Detecting deception by manipulating cognitive load

The latest edition of Trends in Cognitive Sciences carries a short article from European deception researcher Aldert Vrij and his colleagues, in which they suggest manipulating the cognitive load for a liar as a means to detect deceit [1].

Most methods for detecting deception are predicated on the theory that lying is associated with emotional arousal: for instance, fear, guilt, nervousness about consequences or excitement at getting away with a lie (the phenomenon Paul Ekman describes as ‘duping delight’). Machines are designed, or humans taught, to detect signs of emotional arousal to help judge whether the subject’s response may be deceitful. It’s how the polygraph works, and is also the basis of the theory that teaching lie-catchers to spot nonverbal behaviours can help in detecting deceit (although no reputable researcher or trainer will claim that a particular nonverbal cue is in itself a sign of deception).

Detecting changes in the level of emotional arousal when a suspected liar answers particular questions can be an effective method of detecting deceit, but only when combined with a hypothesis testing approach: an individual may show changes in emotional arousal for many different reasons, only one of which is because they are lying. And indeed, if a liar does not feel emotionally aroused by lying (or if their arousal is already extremely high, generating too much ‘noise’ to spot any signals) then this approach is not particularly effective.

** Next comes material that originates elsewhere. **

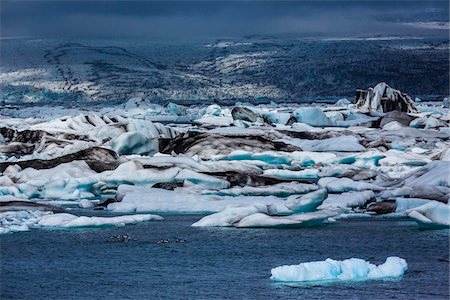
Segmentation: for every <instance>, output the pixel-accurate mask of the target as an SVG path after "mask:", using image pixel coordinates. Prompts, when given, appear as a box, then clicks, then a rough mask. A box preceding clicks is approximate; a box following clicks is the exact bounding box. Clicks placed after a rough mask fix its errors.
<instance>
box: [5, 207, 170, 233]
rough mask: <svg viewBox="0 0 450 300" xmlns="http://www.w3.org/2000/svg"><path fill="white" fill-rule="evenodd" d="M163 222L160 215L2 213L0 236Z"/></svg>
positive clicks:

In their TiCS article, Ron Fisher, Vrij and and Vrij’s colleagues Samantha Mann and Sharon Leal propose another approach. Previous research has suggested that, regardless of their level of emotional arousal, liars may also find lying cognitively demanding [2]. Making up, and sustaining a lie, can often be very difficult, particularly if the liar was not expecting a particular line of questioning and/or had not prepared their lie. Previous work [3] by Vrij suggested that telling lie-catchers to ask themselves whether or not a suspected liar was ‘thinking hard’ (rather than asking ‘are they lying?’) led to a better hit rate in catching liars. Based on this research, the current authors suggest that rather than attempting to detect emotional arousal in response to particular questions, lie-catchers should instead use a questioning strategy that raises cognitive load for the suspected liar. Their suggestion – and their current line of research – is that as well as instructing lie-catchers to ask themselves “is s/he thinking hard”,

Lie detection could be enhanced further by using interview techniques strategically to increase interviewees’ cognitive demand; for example, by requiring interviewees to perform a concurrent secondary task (‘time-sharing’) while being interviewed. Liars, whose cognitive resources will already be partially depleted by the act of lying, should find this additional, concurrent task particularly debilitating.

At the moment, of course, this is still just a theory. And, as with the ‘emotional arousal’ approach, practitioners attempting to detect deceit by spotting signs of cognitive load would still need to use a hypothesis-testing approach – just as with emotional arousal, there are many reasons why an interviewee might have to think hard about their answer.

But I like this line of research. It gets away from the common (and unreliable) “if he’s nervous he must be lying” approach, but, more importantly, Vrij et al’s proposal that researchers should explore different interview protocols gets to the heart of an issue that bugs me a lot: there is no point in teaching lie-catchers to spot changes in behaviours (verbal or non-verbal, signs of arousal or cognitive load) if they ask bad questions in the first place. Yet few researchers test the efficacy of different interview methods. Indeed, there aren’t many recommended interview protocols for detecting deception, and one of the few, the Reid Technique’s Behavioral Analysis Interview, was tested and found to be unreliable in laboratory tests by Vrij and his colleagues [4]. When it comes to training practitioners, it is good interview technique that ultimately exposes liars, not just being able to spot behaviours.

References:

[1] Vrij, A., Fisher, R., Mann, S. and Leal, S. (2006). Detecting deception by manipulating cognitive load. Trends in Cognitive Sciences 10(4): 141-142

[2] Mann, S., Vrij, A. and Bull, R. (2002). Suspects, lies and videotape: an analysis of authentic high-stakes liars. Law and Human Behavior 26,365–376

[3] Vrij, A. (2004). Why professionals fail to catch liars and how they can improve. Legal and Criminological Psychology 9, 159–183

[4] Vrij, A. and Mann, S. An Empirical Test of the Behaviour Analysis Interview. Presented at the 6th International Conference of the Society for Applied Memory and Cognition, Jan 2005. (I believe that this has now been submitted for publication, but can’t track it down at the moment.)

3 thoughts on “Detecting deception by manipulating cognitive load”

  1. The battery of questions (badgering?) done by Israeli airport security officials seems to provide some empirical validation of this approach. I like to call it the “chicken peck” approach – you’ve seen this within any social group when a particular weakness is detected by a member of the group. You and your friends will gang up to fire questions to tease out reaction time and an emotion test (Blade Runner?) of a sketchy friend.